Même dans des circonstances éprouvantes, voire intolérables, Hopkins et Mandelstam ont en commun de continuer à croire à la puissance des ressources de leur langue maternelle respective, et d’y exprimer se réjouir à la fois de la vie même, de leur liberté ne serait-ce qu’intérieure pour Mandelstam, et du langage poétique. La poésie de chacun respire le calme de la maîtrise et de l’autorité poétique. Enfin, silence en poésie rime surtout avec présence. La poésie de chacun des poètes dont j’ai parlé est habitée par ce que David Le Breton dans son ouvrage « Du silence » appelle « une qualité de présence » : ce n’est d’ailleurs pas pour rien que René Gallet a intitulé son  livre sur Hopkins Excès de présence. David Le Breton écrit : « La qualité de présence dispense de toute parole superflue, mais elle confère aussi un sentiment renouvelé de vivre, elle est dispensatrice de sens[22]. »

 

 


[1] Cet article reprend l’essentiel d’une communication faite lors de la journée d’étude « Représentations du silence », qui a eu lieu le 6 décembre 2012 à l’université d’Artois, au sein du laboratoire Textes et Cultures EA 4028, dans l’axe de recherche « Translittéraires ». Cette journée a été excellemment organisée par Jaël Grave, que je remercie vivement ici.

[2] Jean-Louis Chrétien, Saint Augustin ou les actes de parole, Paris : PUF, 2002, 91-104.

[3] Cf.  l’essai de Geoffrey Hill, ‘Language, Suffering and Silence’ in Collected Critical Writings, Oxford: Oxford University Press , 2008, 394-407; voir plus particulièrement 395-399.

[4] V. René Gallet, G. M. Hopkins ou l’excès de présence, FAC-éditions, Paris, 1984, 20.

[5] Rainer Maria Rilke, Lettres à un jeune poète, trad. Bernard Grasset et Rainer Biemel, Grasset : Paris, 1937, 34.

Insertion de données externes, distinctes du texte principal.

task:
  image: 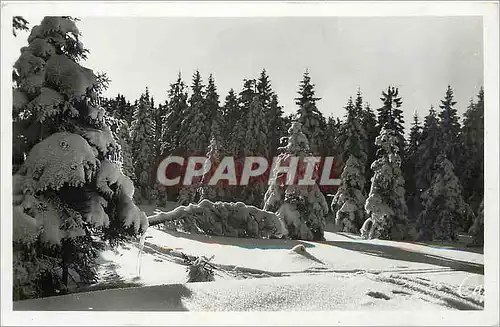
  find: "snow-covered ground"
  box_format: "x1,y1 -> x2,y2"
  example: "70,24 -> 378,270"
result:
14,226 -> 484,311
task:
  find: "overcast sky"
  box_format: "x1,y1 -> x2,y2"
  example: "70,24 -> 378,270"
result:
13,16 -> 483,128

[6] Gerard Manley Hopkins, Poèmes/Poems, Jean-Georges Ritz (trad., introd. et notes), Aubier – collection bilingue, Paris, 1980, 103.

[7] Ibid., 91. Le premier vers cité se lit anglais : « Where the green swell is in the havens dumb ».

[8] Gallet, op. cit., 24.

[9] Ibid.

[10] Gerard Manley Hopkins, Poèmes accompagnés de proses et de desseins, choix et traduction de Pierre Leyris, Paris : Seuil, 1980, 45-46.

[11] Gerard Manley Hopkins, Letters to Bridges, 219.

[12] G. M. Hopkins, Le Naufrage du Deutschland suivi de Poèmes gallois, Sonnets terribles, trad. René Gallet, présenté par G. Hill, Paris: Orphée: La Différence, 1991, 91.

[13] Gerard Manley Hopkins, Carnets – Journal, Lettres, op. cit., p. 218 (traduction légèrement modifiée).

[14] Trad. de René Gallet, G. M. Hopkins ou l’excès…, 192-193. On n’est pas surpris d’apprendre que l’un des jets précédents du poème contenait le mot de « silence », mais Hopkins ne l’incorpore pas dans un vers entier.

[15] Traduction modifiée de Philippe Jaccottet, in Revue des Belles-Lettres, n° 3-4/1980 (Cahier Mandelstam ; ci-après RBL), 109, en lisant la version anglaise de Clarence Brown et W. S. Merwin, Osip Mandelstam, Selected Poems, Penguin : Harmondsworth, 1977, 108 (1973).

[16] Cf. Nadezhda Mandelstam, Hope Against Hope: A Memoir, Max Hayward (trad.), Penguin : Harmondsworth, 1983 (1970), 122-123.

[17] Cf. l’introduction de Clarence Brown de Osip Mandelstam, Selected Poems, Clarence Brown, W. S. Merwin (trad.), Penguin: Harmondsworth, 1977 (1973).

[18] RBL 65.

[19] RBL 27.

[20] RBL 75 (trad. légèrement modifiée).

[21] RBL 39.

[22] David Le Breton, Du silence, Métailié, Paris, 1997, 230.